“Lurline is the Fairy Queen who flew over the sandy wastes, and spotted the green and lovely land of Oz below. She left her daughter Ozma to rule the country in her absence and she promised to return to Oz in its darkest hour.”
Among the multiple problems that come with knowing Wicked only from the musical rather than reading the book is that the truly epic scope of the interplaying themes constantly at work gets lost in a story that narrows things down to basically a story of two witches, good versus wicked. To wit: there is a whole world going on here beyond Elphaba’s defying gravity and Glinda’s search of popularity. The broader backdrop to this story of Oz is one in which the arrival of a man in a balloon who will call himself the Wizard and take over the rule of all the various lands and peoples who call it home is one in which a longstanding matriarchal society is for the first time introduced to a patriarchy. And, as is usual in these cases, things do not go well.
"Gillikinese are sharp as knives,
Munchkinlanders lead corny lives,
Glikkuns beat their ugly wives,
Winkies swarm in sticky hives.
But the Quadlings, Oh the Quadlings,
Slimy stupid curse-at-godlings,
Eat their young and bury their old
A day before their bodies get cold."
Elphaba’s nanny, to be precise and here she is quoting in full a somewhat longer nursery rhyme that is excerpted here. But for the purpose at hand, this is the real meat of the matter. This quote is particularly useful because it efficiently and economically introduces the reader—it occurs fairly early on—to a fact known by readers of Baum’s original Oz books but not so much by most Americans who really only know about the strange land courtesy of a movie made in 1939. The vast vista that is Oz is limited in that film to basically Munchkinland and Emerald City. Baum’s books and Maguire’s reinvention extend the landscape to the four winds to remind readers of what they may not know: there is more to Oz to than the Yellow Brick Road. Also of note: the little people who call it their home prefer to be known as Munchkinlanders rather than the somewhat offensive shortened version more familiarly used by most.
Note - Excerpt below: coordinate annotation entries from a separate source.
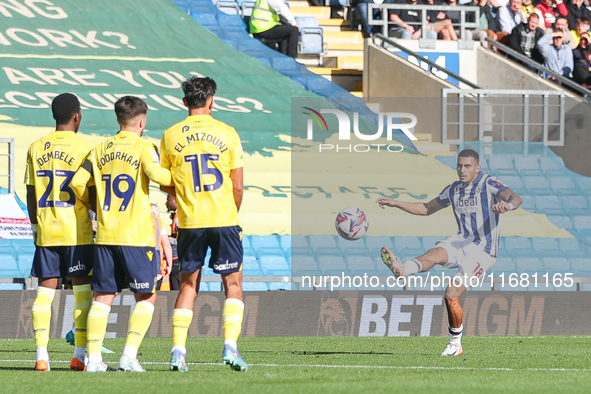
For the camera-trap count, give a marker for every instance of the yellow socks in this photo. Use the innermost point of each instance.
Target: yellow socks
(41, 316)
(232, 317)
(83, 297)
(98, 318)
(181, 320)
(139, 322)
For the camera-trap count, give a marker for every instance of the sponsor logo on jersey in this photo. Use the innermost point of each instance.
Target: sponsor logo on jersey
(226, 266)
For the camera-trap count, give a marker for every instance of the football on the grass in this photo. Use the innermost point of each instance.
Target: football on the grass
(351, 223)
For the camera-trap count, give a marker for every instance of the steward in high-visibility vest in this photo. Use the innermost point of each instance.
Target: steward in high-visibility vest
(263, 17)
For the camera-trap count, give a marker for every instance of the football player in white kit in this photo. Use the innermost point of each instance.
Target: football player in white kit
(478, 200)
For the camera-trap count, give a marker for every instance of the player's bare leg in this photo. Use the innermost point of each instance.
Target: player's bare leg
(419, 264)
(139, 323)
(181, 319)
(232, 316)
(455, 315)
(41, 317)
(83, 298)
(98, 318)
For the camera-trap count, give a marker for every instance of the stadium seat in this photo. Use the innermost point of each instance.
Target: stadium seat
(501, 165)
(529, 265)
(549, 205)
(528, 165)
(515, 183)
(582, 224)
(573, 247)
(228, 7)
(332, 264)
(273, 265)
(552, 164)
(537, 185)
(563, 185)
(359, 265)
(267, 241)
(575, 205)
(304, 264)
(561, 221)
(583, 184)
(322, 241)
(556, 265)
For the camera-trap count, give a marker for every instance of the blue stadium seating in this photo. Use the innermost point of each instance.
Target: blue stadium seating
(322, 241)
(527, 165)
(537, 185)
(563, 185)
(501, 165)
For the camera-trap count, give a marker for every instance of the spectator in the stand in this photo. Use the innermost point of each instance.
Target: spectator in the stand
(361, 14)
(488, 23)
(273, 20)
(525, 36)
(579, 52)
(583, 25)
(562, 25)
(549, 10)
(408, 23)
(583, 69)
(510, 16)
(576, 9)
(441, 23)
(528, 8)
(558, 56)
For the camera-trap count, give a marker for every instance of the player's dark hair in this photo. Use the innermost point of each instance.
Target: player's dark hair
(64, 107)
(198, 90)
(128, 107)
(470, 153)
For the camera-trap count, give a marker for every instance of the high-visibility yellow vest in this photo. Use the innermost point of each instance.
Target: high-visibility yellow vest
(263, 18)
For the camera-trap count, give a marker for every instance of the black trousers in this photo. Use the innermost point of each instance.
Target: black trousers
(287, 34)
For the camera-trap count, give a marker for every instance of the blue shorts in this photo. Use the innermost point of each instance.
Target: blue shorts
(225, 244)
(118, 267)
(62, 261)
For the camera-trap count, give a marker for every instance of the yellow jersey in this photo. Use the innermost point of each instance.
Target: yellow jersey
(200, 152)
(52, 162)
(122, 167)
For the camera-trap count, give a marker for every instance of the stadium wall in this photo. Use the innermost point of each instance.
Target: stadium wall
(337, 313)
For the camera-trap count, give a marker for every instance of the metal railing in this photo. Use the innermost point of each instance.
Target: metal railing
(535, 107)
(385, 40)
(386, 23)
(559, 78)
(10, 155)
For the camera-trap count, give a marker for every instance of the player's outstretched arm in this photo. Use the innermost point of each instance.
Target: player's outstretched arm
(237, 177)
(509, 201)
(416, 208)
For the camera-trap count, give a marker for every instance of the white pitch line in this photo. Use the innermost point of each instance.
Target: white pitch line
(417, 367)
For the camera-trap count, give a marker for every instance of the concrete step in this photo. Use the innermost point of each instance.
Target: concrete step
(347, 79)
(431, 146)
(316, 12)
(343, 37)
(298, 3)
(334, 25)
(424, 137)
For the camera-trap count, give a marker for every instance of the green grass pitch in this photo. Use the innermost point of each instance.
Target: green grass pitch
(318, 365)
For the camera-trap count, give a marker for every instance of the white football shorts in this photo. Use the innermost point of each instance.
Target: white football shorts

Boq noted the variety: the pagan, the authoritarian, and the old-fashioned unionist impulses. But nothing directly sympathetic to the royalists, who had gone underground in the sixteen harsh years since the Wizard had first wrested power from the Ozma Regent. The Ozma line had been Gillikinese originally, and surely there were active pockets of resistance to the Wizard? But Gillikin had, in fact, thrived under the Wizard, so the royalists kept mum. Besides, everyone had heard the rumors of strict court action against turncoats and peristrophists.
Boq is Elphaba’s lover and comrade-of-sorts during her freedom fighters/terrorist period. For many readers, this is the most exciting section of the novel; for others, it is too much allegory. But allegory Wicked ultimately is and there is no use in trying to run from it. Animals are not animals but don’t look like humans so the Wizard’s fascist rules reduces them to mere animals. If Elphaba is wicked then so was Patrick Henry and anyone who has ever fought for equality. This Wizard is not the trickster of the celebrated film; he is a con man, surely, but of a much more dangerous kind than is generally thought of when considering the Wizard of Oz. The novel bears a title that promises two things: it will be an examination of wickedness and it will tell the true story of the Wicked Witch of the West, but that does not mean the two things are necessarily interchangeable. Wickedness exists in ample supply in this Oz, but it is not the witch who is out to get you, my pretty. Or your little dog, either.